Microscopic adsorption mechanism of montmorillonite for common ciprofloxacin emerging contaminant: Molecular dynamics simulation and Multiwfn wave function analysis

Abstract

Many studies have proved that montmorillonite (Mt) has good adsorption properties for some antibiotic pharmaceuticals, but the detailed research on the microscopic sorption mechanism is very limited from the atomic level.
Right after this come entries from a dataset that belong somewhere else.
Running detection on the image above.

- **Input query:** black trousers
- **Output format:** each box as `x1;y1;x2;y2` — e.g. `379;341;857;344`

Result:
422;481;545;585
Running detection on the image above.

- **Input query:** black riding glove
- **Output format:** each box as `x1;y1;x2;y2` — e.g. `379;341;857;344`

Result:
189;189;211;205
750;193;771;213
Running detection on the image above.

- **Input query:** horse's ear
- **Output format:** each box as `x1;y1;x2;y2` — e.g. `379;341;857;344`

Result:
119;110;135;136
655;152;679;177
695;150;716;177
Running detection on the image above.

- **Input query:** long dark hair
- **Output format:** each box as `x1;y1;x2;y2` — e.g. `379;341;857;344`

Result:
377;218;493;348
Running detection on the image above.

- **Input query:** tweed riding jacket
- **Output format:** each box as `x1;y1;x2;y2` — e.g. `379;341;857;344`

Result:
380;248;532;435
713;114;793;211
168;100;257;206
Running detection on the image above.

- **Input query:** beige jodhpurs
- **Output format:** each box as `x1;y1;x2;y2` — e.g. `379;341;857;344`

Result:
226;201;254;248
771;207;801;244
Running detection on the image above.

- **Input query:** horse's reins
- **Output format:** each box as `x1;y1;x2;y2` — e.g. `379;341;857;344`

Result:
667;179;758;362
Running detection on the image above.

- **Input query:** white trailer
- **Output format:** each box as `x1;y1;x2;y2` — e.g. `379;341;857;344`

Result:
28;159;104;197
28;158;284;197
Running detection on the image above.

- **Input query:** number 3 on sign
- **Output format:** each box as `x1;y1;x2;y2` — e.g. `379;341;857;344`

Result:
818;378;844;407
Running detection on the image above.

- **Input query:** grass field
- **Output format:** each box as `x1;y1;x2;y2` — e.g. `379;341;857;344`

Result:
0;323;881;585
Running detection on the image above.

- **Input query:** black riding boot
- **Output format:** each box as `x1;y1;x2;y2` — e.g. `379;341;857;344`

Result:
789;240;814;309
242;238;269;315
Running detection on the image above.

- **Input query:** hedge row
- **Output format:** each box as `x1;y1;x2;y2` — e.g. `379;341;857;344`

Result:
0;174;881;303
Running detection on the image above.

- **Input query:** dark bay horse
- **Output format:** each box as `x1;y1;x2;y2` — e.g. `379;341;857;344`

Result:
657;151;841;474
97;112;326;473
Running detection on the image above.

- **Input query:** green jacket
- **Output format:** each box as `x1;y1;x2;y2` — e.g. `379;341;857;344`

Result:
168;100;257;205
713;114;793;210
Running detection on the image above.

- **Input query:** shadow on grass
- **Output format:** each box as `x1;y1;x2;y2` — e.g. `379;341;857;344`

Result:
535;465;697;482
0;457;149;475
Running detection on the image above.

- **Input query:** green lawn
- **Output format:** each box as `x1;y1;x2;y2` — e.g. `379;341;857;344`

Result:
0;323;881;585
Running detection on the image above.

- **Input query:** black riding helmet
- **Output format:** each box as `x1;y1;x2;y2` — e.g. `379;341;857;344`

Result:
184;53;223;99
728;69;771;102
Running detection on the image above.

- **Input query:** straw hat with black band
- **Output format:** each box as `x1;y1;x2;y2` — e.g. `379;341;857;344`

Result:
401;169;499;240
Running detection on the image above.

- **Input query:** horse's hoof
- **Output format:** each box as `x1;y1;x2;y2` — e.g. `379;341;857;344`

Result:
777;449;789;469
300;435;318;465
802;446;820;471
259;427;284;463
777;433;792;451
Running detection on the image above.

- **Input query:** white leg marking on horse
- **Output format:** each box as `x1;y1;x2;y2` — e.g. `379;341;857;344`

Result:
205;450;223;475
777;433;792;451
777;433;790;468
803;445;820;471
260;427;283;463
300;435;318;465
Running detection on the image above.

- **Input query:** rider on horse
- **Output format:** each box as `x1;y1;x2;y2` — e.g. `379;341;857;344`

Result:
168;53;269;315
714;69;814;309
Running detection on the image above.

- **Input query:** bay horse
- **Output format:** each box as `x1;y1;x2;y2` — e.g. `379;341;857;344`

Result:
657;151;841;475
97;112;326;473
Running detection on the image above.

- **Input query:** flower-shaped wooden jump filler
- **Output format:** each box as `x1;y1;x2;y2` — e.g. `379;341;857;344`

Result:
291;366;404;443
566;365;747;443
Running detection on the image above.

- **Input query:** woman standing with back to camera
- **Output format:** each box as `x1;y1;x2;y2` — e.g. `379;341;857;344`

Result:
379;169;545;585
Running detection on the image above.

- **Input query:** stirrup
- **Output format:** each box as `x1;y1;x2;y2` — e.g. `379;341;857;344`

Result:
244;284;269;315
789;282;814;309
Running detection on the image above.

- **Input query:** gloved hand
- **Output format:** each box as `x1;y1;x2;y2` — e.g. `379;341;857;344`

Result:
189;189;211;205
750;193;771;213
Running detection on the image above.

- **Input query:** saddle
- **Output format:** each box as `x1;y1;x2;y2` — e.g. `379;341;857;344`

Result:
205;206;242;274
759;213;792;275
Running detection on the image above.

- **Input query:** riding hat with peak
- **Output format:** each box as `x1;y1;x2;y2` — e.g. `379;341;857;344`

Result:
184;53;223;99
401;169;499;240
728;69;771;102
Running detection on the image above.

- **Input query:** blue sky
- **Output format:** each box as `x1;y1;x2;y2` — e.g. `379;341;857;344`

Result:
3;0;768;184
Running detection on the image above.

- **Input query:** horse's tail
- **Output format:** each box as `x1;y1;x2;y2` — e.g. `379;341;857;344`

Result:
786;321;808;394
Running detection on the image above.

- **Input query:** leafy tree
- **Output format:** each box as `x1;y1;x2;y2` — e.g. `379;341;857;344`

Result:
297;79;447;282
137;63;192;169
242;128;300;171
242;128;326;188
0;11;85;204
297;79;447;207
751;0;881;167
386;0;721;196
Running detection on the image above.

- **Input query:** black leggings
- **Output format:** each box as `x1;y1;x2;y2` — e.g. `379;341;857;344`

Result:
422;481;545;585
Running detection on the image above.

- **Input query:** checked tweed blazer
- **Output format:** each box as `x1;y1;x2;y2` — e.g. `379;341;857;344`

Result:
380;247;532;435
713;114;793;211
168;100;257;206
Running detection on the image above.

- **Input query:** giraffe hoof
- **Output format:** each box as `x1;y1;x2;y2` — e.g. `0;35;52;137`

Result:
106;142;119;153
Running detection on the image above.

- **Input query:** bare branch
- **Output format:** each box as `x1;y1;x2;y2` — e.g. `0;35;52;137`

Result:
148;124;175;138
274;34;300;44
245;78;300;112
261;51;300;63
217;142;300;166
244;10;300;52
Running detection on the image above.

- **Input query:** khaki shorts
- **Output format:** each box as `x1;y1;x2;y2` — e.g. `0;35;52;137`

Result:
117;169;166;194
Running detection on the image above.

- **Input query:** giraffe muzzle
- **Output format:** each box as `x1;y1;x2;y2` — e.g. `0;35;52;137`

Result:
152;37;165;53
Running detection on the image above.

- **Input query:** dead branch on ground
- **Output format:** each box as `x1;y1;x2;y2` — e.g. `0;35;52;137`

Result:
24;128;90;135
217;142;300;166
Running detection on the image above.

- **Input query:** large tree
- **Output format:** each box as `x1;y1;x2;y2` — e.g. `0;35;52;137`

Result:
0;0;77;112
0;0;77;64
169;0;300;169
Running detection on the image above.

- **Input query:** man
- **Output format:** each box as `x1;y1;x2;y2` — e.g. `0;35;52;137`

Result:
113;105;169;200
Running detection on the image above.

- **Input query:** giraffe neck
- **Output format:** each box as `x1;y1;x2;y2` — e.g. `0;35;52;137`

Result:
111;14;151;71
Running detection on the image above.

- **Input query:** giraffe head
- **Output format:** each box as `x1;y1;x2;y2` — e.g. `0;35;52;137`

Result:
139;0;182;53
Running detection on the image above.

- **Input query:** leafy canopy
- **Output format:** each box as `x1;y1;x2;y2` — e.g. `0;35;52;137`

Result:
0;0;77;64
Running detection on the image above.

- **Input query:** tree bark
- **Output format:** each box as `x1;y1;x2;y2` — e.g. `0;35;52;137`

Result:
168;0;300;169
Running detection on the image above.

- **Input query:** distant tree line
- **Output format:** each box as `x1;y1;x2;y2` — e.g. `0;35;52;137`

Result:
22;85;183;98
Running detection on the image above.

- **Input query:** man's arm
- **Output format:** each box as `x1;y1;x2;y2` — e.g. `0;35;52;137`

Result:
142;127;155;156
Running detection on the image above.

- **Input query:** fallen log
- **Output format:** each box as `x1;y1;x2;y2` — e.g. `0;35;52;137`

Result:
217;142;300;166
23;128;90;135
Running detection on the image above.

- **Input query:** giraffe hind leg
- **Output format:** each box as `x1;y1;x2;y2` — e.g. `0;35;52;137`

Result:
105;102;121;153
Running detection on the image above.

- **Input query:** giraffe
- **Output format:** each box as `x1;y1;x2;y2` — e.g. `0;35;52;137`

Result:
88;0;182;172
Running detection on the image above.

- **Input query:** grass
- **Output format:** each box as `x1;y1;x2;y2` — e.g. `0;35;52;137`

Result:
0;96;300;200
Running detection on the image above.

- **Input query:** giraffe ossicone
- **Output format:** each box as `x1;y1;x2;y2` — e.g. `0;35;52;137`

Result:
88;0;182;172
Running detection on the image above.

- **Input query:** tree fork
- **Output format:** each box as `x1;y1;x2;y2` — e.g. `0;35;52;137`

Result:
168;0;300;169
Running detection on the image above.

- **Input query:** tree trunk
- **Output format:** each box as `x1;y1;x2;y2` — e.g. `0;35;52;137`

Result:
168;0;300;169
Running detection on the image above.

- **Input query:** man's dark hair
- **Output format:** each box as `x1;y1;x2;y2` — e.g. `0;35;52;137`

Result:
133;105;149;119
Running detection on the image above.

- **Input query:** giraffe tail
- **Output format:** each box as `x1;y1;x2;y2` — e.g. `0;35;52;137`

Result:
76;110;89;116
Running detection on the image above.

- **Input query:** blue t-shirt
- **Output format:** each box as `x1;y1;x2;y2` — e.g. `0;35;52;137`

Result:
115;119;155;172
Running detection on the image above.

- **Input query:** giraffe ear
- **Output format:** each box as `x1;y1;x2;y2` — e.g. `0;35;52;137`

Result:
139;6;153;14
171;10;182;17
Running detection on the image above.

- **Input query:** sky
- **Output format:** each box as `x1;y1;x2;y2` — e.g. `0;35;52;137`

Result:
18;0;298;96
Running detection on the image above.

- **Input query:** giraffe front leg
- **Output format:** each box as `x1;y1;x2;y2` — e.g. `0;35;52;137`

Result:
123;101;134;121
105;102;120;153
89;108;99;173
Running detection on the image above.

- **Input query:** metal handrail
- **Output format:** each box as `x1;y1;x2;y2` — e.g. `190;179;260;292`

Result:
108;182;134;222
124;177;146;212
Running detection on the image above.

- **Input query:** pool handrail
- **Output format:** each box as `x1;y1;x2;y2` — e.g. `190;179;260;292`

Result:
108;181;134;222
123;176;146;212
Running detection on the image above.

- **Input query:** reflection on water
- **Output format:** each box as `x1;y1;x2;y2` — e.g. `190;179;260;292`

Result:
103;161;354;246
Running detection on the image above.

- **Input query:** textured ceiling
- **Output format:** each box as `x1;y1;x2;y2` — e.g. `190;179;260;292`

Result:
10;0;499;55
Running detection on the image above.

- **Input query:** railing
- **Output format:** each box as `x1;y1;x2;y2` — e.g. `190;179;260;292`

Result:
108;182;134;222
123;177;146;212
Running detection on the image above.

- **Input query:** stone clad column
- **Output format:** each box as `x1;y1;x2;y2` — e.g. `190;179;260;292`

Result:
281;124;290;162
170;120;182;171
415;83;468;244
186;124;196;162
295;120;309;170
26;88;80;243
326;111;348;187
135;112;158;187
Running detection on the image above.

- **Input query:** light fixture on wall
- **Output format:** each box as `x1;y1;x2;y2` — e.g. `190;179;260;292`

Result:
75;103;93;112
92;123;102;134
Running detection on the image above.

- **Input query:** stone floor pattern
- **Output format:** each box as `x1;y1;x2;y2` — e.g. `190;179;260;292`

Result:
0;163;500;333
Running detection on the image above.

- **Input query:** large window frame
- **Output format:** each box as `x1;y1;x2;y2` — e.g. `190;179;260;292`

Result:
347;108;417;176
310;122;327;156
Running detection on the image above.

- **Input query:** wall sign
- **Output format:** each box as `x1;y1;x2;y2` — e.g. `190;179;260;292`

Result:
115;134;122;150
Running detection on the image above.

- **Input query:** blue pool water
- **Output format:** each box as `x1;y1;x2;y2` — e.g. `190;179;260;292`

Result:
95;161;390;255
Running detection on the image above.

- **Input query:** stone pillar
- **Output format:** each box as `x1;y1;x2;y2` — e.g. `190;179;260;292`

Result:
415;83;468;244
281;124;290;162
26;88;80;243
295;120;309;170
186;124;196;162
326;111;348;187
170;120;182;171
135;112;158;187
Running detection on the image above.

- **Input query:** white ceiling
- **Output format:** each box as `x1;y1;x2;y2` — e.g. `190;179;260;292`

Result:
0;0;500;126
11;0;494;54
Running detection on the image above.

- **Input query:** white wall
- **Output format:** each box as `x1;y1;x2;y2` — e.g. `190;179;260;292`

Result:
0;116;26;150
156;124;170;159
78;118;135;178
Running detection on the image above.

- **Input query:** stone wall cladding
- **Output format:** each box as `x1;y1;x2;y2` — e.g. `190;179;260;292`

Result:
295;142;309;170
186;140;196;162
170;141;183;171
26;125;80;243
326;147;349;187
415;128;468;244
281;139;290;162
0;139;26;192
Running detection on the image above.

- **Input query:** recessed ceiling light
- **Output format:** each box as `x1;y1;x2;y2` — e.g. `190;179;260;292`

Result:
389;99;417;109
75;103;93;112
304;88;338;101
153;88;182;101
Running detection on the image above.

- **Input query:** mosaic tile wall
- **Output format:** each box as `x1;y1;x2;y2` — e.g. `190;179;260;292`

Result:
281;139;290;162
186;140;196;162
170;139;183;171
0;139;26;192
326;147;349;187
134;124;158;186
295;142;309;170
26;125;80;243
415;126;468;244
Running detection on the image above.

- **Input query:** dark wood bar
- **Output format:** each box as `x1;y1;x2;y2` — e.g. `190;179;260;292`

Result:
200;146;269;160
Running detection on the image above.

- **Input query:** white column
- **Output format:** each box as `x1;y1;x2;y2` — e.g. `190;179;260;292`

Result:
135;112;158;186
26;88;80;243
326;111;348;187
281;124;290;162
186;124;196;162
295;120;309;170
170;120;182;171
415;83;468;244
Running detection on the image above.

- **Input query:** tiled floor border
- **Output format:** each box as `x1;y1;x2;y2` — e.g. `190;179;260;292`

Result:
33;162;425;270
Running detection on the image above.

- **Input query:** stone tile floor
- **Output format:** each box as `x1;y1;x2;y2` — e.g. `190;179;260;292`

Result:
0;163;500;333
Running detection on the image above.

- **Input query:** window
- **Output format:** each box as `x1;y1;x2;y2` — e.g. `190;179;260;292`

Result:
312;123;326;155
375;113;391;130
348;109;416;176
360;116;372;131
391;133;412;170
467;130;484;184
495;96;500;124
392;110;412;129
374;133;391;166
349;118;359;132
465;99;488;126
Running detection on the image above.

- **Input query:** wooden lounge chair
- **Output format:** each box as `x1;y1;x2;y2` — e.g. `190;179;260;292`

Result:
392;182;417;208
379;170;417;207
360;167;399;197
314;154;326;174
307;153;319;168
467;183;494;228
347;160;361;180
In the present work, Mt was chosen as an adsorbent for common emerging contaminant-ciprofloxacin (CIP) to investigate the essence of the interaction between Mt and different CIP species at different pH. X-ray diffraction (XRD) and Fourier Transform Infrared spectroscopy (FTIR) characterization after adsorption under different pH were utilized to explore the difference of adsorption mechanism with the changed pH. Especially outstanding, for the first time, Molecular dynamics simulation (MD) was carried out to investigate the arrangement and dynamic behavior of cationic CIP in the interlayer of Mt, Multiwfn wave function analysis program was performed to quantitatively analyze the molecular surface electrostatic potential (ESP) distribution of different CIP species to evaluate the electrostatic interaction. Furthermore, for the first time, Hirshfeld surface analysis and independent gradient model (IGM) analysis were applied to probe and visualize the interaction sits between Mt and CIP zwitterion(CIP+/−) or CIP anion (CIP-), which can reveal the adsorption mechanism of Mt for CIP+/− and CIP- from the atomic level microscopic perspective.